Michael has a BA in History & American Studies and an MSc in American History from the University of Edinburgh. He comes from a proud military family and has spent most of his career as an educator in the Middle East and Asia. His passion is travel, and he seizes any opportunity to share his experiences in the most immersive way possible, whether at sea or on the land.

Part of our in-depth series exploring Sioux Nation Forts

Fought on August 1, 1867, three miles from Fort C.F. Smith, Montana, Territory, the battle pitted a determined stand of 31 soldiers and civilians against more than 700 Sioux and Cheyenne warriors. Fortified behind a barrier of a low log corral, the combined soldier/civilian force withstood six hours of attacks before relief finally arrived to disperse the warriors. Known as the Hayfield Fight, the site is located about three miles from Fort C.F. Smith, Montana. The site is on private land, marked by a monument and plaque.

The following is from the book, Indian Wars, by Bill Yenne.
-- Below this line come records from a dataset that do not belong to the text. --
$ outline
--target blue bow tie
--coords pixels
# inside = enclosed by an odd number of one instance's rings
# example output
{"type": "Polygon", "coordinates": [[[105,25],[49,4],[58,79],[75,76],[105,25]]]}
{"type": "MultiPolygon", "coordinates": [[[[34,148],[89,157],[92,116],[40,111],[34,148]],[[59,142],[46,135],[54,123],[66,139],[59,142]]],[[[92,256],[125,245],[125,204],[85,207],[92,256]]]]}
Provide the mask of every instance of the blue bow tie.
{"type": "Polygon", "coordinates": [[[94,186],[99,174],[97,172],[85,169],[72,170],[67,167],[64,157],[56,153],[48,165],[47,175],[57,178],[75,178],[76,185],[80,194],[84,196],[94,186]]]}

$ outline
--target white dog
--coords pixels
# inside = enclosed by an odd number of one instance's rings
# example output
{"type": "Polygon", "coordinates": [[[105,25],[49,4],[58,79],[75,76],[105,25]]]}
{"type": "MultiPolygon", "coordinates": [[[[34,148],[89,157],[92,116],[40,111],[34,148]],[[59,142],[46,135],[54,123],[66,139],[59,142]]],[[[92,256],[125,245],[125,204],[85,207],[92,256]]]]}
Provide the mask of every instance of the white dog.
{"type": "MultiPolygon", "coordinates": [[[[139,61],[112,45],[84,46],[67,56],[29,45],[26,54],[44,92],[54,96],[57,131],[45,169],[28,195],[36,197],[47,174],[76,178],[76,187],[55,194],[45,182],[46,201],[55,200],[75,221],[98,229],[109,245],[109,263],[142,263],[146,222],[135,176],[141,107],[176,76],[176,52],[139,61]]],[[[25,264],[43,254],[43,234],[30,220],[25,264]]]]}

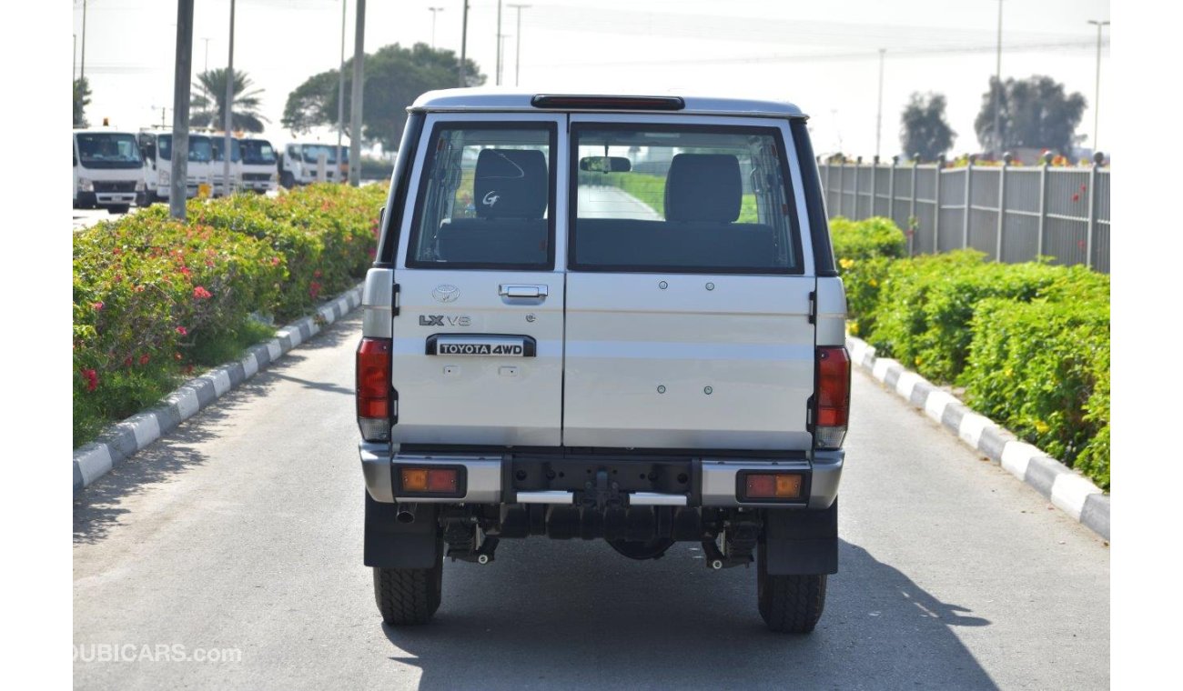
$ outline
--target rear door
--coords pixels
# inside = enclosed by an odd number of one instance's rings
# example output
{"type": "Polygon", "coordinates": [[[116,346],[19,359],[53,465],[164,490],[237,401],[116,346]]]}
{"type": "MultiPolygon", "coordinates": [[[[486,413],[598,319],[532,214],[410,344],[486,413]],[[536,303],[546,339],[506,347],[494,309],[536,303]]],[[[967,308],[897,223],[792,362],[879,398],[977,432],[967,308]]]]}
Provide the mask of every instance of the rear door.
{"type": "Polygon", "coordinates": [[[808,449],[815,289],[789,128],[571,116],[564,444],[808,449]],[[587,159],[589,164],[582,165],[587,159]]]}
{"type": "Polygon", "coordinates": [[[427,117],[395,268],[396,443],[562,443],[564,125],[427,117]]]}

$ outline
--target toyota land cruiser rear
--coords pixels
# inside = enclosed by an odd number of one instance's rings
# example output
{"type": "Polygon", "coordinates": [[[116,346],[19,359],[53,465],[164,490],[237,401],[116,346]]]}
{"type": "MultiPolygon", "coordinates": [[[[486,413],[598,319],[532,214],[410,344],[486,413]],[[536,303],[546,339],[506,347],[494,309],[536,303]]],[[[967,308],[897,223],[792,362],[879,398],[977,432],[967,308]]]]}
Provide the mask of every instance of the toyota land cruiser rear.
{"type": "Polygon", "coordinates": [[[412,105],[366,279],[364,562],[390,625],[499,540],[702,546],[809,632],[838,571],[846,299],[806,116],[447,90],[412,105]]]}

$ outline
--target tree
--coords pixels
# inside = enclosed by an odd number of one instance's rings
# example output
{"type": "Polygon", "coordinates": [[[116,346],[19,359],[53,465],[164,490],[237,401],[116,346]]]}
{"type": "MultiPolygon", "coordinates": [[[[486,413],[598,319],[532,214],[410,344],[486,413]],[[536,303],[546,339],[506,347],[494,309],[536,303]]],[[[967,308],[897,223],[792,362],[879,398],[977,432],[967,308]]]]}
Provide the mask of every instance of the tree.
{"type": "MultiPolygon", "coordinates": [[[[407,106],[425,91],[450,89],[460,80],[459,60],[453,51],[432,48],[427,44],[415,44],[405,48],[399,44],[384,46],[366,54],[362,100],[361,138],[381,142],[383,149],[393,150],[402,138],[402,126],[407,122],[407,106]]],[[[345,136],[349,132],[353,90],[353,58],[345,63],[345,136]]],[[[309,77],[287,94],[283,125],[292,136],[316,126],[336,126],[337,89],[340,72],[329,70],[309,77]]],[[[465,80],[468,86],[485,83],[477,64],[465,60],[465,80]]]]}
{"type": "Polygon", "coordinates": [[[75,126],[76,128],[88,128],[90,123],[86,122],[86,106],[90,105],[90,84],[86,83],[86,78],[75,79],[75,126]]]}
{"type": "Polygon", "coordinates": [[[943,93],[912,93],[899,118],[899,144],[904,154],[919,154],[922,161],[936,161],[953,145],[957,132],[945,122],[943,93]]]}
{"type": "Polygon", "coordinates": [[[990,90],[982,94],[982,110],[974,120],[974,129],[983,149],[1051,149],[1067,154],[1079,141],[1075,130],[1085,105],[1084,96],[1066,94],[1064,84],[1051,77],[1033,74],[1022,82],[1007,79],[1001,91],[998,82],[991,77],[990,90]],[[1001,137],[994,133],[996,94],[1001,137]]]}
{"type": "MultiPolygon", "coordinates": [[[[261,89],[251,89],[246,72],[234,70],[233,109],[231,129],[245,132],[261,132],[263,123],[270,122],[259,113],[261,89]]],[[[189,124],[195,128],[221,128],[226,123],[226,70],[207,70],[198,74],[198,91],[190,97],[193,112],[189,124]]]]}

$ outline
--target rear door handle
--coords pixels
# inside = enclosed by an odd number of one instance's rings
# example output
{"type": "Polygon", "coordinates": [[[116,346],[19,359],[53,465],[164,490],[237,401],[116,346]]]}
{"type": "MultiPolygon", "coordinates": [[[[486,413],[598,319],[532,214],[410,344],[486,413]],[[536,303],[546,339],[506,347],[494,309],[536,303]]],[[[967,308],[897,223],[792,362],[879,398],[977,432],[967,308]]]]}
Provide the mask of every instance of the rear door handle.
{"type": "Polygon", "coordinates": [[[548,293],[547,286],[522,286],[522,285],[510,285],[502,283],[497,288],[497,294],[502,298],[545,298],[548,293]]]}

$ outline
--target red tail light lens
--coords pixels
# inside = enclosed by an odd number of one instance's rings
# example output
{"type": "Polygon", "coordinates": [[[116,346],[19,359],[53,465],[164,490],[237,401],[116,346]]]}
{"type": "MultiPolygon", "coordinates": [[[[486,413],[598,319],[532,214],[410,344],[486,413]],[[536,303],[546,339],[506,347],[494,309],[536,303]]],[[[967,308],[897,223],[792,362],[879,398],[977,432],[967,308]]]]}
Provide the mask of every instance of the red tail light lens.
{"type": "Polygon", "coordinates": [[[390,439],[390,350],[388,338],[363,338],[357,346],[357,426],[367,442],[390,439]]]}
{"type": "Polygon", "coordinates": [[[851,357],[843,346],[817,348],[817,417],[814,445],[839,449],[851,412],[851,357]]]}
On August 1, about eight hundred warriors attacked hay-cutters near Fort C.F. Smith. Lieutenant Sigismund Sternberg, heading a twenty-man 27th Infantry Regiment guard detail organized a defense and returned fire with their new breech-loading Springfields. The Lakota started a grassfire, but it blew back away from the troopers' defensive position. Private Charles Bradley was sent for help, and he managed to get through to the fort and return with a howitzer-equipped relief column. The Lakota withdrew, and the Hayfield Fight ended with Lieutenant Sternberg and one other soldier killed in action.

The following version is from the book, Encyclopedia of Indian Wars, by Gregory F. Michno:

1 August 1867,Yellowtail, Montana: After the annual Sun Dance in 1867, many bands of Lakotas and Cheyennes decided to attack the posts on the hated Bozeman Trail. About two and a half miles northeast of Fort C.F. Smith, on the Bighorn River, a willow-and-log stockade protected the employees of A.C. Leighton, contracted to cut hay for the fort.
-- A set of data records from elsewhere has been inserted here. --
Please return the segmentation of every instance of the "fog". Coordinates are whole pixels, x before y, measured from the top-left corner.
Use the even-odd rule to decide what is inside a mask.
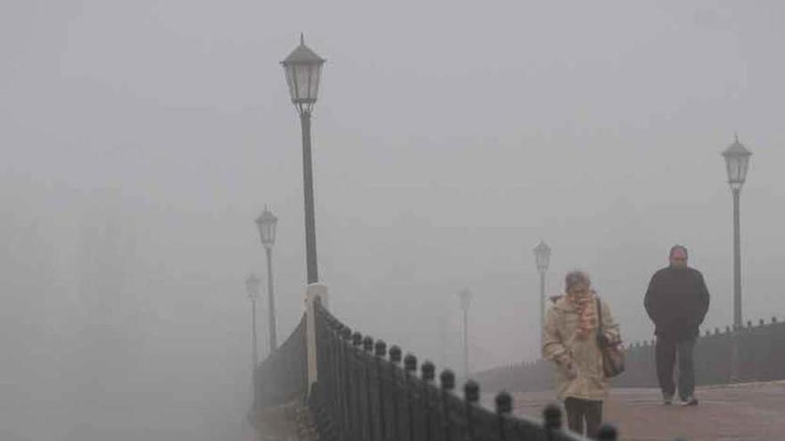
[[[6,0],[0,4],[0,437],[251,439],[252,223],[279,217],[279,340],[302,313],[299,120],[279,61],[327,59],[313,121],[320,275],[352,329],[473,370],[539,355],[588,271],[626,341],[683,243],[731,321],[781,317],[781,2]],[[265,302],[259,308],[265,317]],[[262,355],[266,322],[260,328]]]

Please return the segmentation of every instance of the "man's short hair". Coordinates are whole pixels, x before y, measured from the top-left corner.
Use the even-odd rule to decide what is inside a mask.
[[[690,253],[687,252],[687,247],[685,247],[684,245],[673,245],[673,247],[671,247],[671,252],[668,253],[668,257],[673,257],[673,253],[677,249],[682,251],[684,253],[685,257],[688,257],[688,258],[690,257]]]
[[[570,271],[567,273],[567,275],[565,276],[565,290],[568,291],[572,287],[579,284],[591,286],[591,280],[589,278],[589,274],[583,271]]]

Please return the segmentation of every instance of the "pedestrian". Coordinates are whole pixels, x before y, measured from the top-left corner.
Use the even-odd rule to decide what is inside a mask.
[[[596,437],[602,423],[602,404],[609,389],[598,342],[599,306],[601,338],[621,342],[610,308],[591,290],[589,275],[568,273],[565,294],[550,299],[542,332],[542,356],[555,364],[557,396],[564,402],[569,429],[590,437]]]
[[[655,359],[663,403],[673,402],[673,370],[679,363],[679,397],[684,405],[698,405],[695,397],[693,349],[699,326],[708,311],[709,294],[699,271],[687,265],[687,249],[675,245],[670,265],[651,277],[643,300],[657,335]]]

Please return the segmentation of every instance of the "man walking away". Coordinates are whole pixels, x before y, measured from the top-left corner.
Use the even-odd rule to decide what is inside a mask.
[[[687,266],[687,249],[671,249],[670,265],[651,277],[644,306],[654,322],[657,376],[663,402],[671,404],[676,392],[673,368],[679,359],[679,397],[684,405],[698,405],[692,350],[699,326],[708,311],[709,294],[699,271]]]

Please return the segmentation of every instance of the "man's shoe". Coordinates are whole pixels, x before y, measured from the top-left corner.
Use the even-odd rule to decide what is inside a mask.
[[[696,398],[694,396],[688,396],[687,398],[682,400],[682,405],[683,405],[683,406],[698,405],[698,398]]]

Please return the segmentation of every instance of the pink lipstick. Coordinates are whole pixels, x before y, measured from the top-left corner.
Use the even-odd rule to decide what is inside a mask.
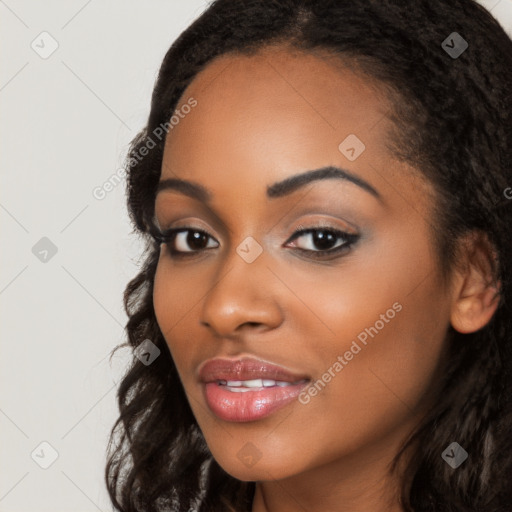
[[[199,378],[210,410],[235,422],[269,416],[295,400],[310,380],[307,375],[250,357],[211,359],[202,365]]]

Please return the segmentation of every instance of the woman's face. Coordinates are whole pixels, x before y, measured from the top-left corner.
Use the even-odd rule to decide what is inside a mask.
[[[155,312],[213,456],[240,480],[388,462],[443,361],[431,187],[386,149],[378,86],[333,62],[223,56],[166,140],[161,180],[195,188],[157,195],[162,231],[190,231],[161,247]],[[342,171],[295,181],[326,167]],[[246,357],[307,382],[202,381],[208,360]]]

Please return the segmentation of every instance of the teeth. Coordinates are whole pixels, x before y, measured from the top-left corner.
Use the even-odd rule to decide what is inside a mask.
[[[220,386],[227,386],[230,391],[249,391],[253,388],[271,388],[274,386],[284,387],[296,384],[273,379],[252,379],[252,380],[219,380]]]

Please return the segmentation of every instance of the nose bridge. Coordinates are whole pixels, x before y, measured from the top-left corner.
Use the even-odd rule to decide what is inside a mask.
[[[230,249],[203,300],[201,321],[227,336],[245,324],[275,327],[281,312],[263,247],[252,237]]]

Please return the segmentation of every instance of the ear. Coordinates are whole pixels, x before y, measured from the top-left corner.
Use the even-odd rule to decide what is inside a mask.
[[[450,321],[461,333],[487,325],[499,304],[501,283],[496,282],[498,258],[487,235],[473,231],[461,241],[455,271]]]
On the morning of 1 August, 20 enlisted men of various companies of the 27th Infantry, under Lt. Sigismund Sternberg, guarded 6 civilians cutting hay. At about 11 a.m., more than 800 warriors descended upon the stockade. After a failed decoy, the Indians charged in and were surprised by the amount of fire the soldiers could muster with their new Springfield-Allin Breech-loaders. Falling back, the warriors set fire to the hay upwind. The flames were within 20 feet of the stockade when a providential change in wind direction moved the blaze away.

The Indians attacked again. Lt. Sternberg admonished his command, "Stand up, men, and fight like soldiers!" They were his last words, for just then he caught a bullet in the head. Sgt. James Norton took command, but he too was hit. Then Pvt. Thomas Navin of F Company was killed. By default, civilian Al Colvin took over. Colvin was a whirlwind, firing his 16-shot Henry rifle incessantly from all around the perimeter.
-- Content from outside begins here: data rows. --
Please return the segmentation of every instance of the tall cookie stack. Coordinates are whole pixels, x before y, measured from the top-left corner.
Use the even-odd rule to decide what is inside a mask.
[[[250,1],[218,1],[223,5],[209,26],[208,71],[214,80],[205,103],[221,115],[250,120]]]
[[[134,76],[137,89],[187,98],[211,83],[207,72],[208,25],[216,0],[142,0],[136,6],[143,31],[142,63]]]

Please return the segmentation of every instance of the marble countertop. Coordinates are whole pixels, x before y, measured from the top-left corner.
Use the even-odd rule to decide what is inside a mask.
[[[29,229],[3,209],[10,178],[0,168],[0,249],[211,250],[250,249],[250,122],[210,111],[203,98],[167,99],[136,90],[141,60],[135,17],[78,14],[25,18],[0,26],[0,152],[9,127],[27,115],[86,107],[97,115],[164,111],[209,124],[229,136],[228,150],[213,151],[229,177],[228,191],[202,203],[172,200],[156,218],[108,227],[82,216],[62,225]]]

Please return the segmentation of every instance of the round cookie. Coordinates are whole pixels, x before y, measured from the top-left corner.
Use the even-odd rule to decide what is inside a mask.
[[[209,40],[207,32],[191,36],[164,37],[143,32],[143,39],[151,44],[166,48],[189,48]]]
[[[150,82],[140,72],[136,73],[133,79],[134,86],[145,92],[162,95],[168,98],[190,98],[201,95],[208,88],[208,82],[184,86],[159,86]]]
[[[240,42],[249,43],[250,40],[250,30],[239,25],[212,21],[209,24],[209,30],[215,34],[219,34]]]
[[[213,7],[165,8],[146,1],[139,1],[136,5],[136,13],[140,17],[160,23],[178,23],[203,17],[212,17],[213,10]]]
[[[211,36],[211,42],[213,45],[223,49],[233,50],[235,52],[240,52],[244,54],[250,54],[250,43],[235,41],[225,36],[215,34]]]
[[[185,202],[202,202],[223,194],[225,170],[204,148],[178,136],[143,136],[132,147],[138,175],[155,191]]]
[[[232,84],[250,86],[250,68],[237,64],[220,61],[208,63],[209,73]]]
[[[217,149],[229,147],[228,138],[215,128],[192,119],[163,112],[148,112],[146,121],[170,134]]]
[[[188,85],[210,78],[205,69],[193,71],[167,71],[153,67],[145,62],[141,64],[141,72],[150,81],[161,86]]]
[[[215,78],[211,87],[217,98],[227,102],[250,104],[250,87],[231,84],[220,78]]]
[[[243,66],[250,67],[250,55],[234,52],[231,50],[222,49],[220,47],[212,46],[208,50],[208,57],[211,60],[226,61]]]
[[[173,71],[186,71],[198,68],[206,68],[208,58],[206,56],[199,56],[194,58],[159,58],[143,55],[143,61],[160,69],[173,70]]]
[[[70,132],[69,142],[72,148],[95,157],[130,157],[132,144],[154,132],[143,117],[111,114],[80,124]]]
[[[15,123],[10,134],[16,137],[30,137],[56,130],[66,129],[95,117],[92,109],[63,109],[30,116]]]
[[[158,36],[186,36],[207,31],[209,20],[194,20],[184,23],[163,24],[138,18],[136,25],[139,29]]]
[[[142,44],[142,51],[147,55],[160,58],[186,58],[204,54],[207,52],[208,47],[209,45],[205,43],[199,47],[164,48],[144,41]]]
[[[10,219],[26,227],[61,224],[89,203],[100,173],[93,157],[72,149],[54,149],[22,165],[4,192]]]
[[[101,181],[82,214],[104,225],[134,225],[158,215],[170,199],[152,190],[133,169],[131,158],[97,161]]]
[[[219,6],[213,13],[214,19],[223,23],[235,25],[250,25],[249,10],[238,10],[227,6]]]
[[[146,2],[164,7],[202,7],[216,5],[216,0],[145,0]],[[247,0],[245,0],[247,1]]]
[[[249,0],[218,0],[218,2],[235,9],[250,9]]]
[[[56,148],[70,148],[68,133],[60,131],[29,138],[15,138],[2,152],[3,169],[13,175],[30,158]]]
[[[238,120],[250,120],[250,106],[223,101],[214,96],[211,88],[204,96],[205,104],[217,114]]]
Pvt. Charles Bradley of Company E volunteered to ride to Fort Smith for help. Though knocked off his horse by a blow from a pursuing warrior, Bradley reached the post. Lt. Col. Luther P. Bradley was slow in responding; it was 4 p.m. before he sent out Capt. Thomas B. Burrowes with Company G and a howitzer, and shortly afterward, Lt. Reuben N. Fenton with Company H. The relief force got to the hay stockade at sundown. By then the Indians had given up the attack. Perhaps 450 Indians still hovered on the bluffs, and Burrowes drove them off. In the gathering night, the exhausted defenders rode back to Fort Smith.

Sternberg and Navin were killed, and 3 other soldiers were wounded, as was 1 civilian. About 8 warriors were killed and 30 wounded.